Op de voordracht van Onze Minister-President, Minister van Algemene Zaken, van ..., nr. ..., gedaan mede namens Onze Minister van Infrastructuur en Milieu, in overeenstemming met Onze Minister van Binnenlandse Zaken en Koninkrijksrelaties;

Gelet op de artikelen 1.2, 2.2, eerste lid, 2.4, eerste lid, en 2.18 van de Crisis- en herstelwet;

De Afdeling advisering van de Raad van State gehoord (advies van ..., nr. ...);

Gezien het nader rapport van Onze Minister-President, Minister van Algemene Zaken, van ..., nr. ..., uitgebracht mede namens Onze Minister van Infrastructuur en Milieu, in overeenstemming met Onze Minister van Binnenlandse Zaken en Koninkrijksrelaties;

Hebben goedgevonden en verstaan:

ARTIKEL I

Het Besluit uitvoering Crisis- en herstelwet wordt als volgt gewijzigd:

A

In artikel 1 wordt in de definitie van mini windturbine ‘gemeten vanaf de voet van de windturbine’ vervangen door: gemeten vanaf het dak van het gebouw waaraan die mini windturbine elektriciteit levert.

B

Aan artikel 2, eerste lid, wordt als volgt gewijzigd:

1. In onderdeel i wordt voor ‘Soesterberg-Noord’ ingevoegd: Vliegbasis Soest en Zeist en.
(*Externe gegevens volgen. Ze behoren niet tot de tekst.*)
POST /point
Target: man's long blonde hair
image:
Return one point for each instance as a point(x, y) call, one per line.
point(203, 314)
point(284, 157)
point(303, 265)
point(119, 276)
2. Onder vervanging van de punt aan het slot van onderdeel m door een puntkomma worden vier onderdelen toegevoegd, luidende:

  • n. Waterfront Harderwijk zoals aangegeven op de kaart in bijlage 20;

  • o. Centrumplan Eerbeek Brummen zoals aangegeven op de kaart in bijlage 21;

  • p. Spoorzone Tilburg zoals aangegeven op de kaart in bijlage 13;

  • q. Oostelijk Centrumgebied Arnhem zoals aangegeven op de kaart in bijlage 22.

C

Artikel 6a, onderdeel b, komt te luiden:

  • b. Gebiedsgericht grondwaterbeheer Tilburg zoals aangegeven op de kaart in bijlage 23,.

D

In paragraaf 3 worden na artikel 6d twee artikelen ingevoegd, luidende:

Artikel 6e

In de gemeente Almere zijn voor de duur van vijf jaar voor te bouwen grondgebonden woonfuncties in particulier opdrachtgeverschap als bedoeld in artikel 1.1.1 van het Besluit ruimtelijke ordening de artikelen 2.129, 2.130, 3.20, 3.21, 3.23, 3.28, 3.29, 3.30, 3.31, 3.32, 3.33, 3.34, 3.41, 3.42, 3.43, 3.62, 3.63, 3.68, 3.69, 3.70, 3.74, 3.75, 4.8, 4.9, 4.10, 4.11, 4.17, 4.18, 4.19, 4.21, 4.22, 4.23, 4.24, 4.25, 4.26, 4.27, 4.28, 4.37, 4.38, 4.39, 6.7, 6.8, 6.9, 6.10, 6.11, 6.12, 6.13, 6.14, 6.15, 6.16, 6.17 en 6.18 van het Bouwbesluit 2012 niet van toepassing.

Artikel 6f

  • 1. Dit artikel is voor de duur van tien jaar van toepassing op de op het Bedrijventerrein Newtonpark IV in de gemeente Leeuwarden gelegen experimenteerinrichting, gesitueerd op het perceel met de kavelaanduidingen 11, 12 en 13 binnen de percelen, kadastraal bekend: Leeuwarden HzmE 2008, Leeuwarden HzmE 1714 en Leeuwarden HzmE 1692.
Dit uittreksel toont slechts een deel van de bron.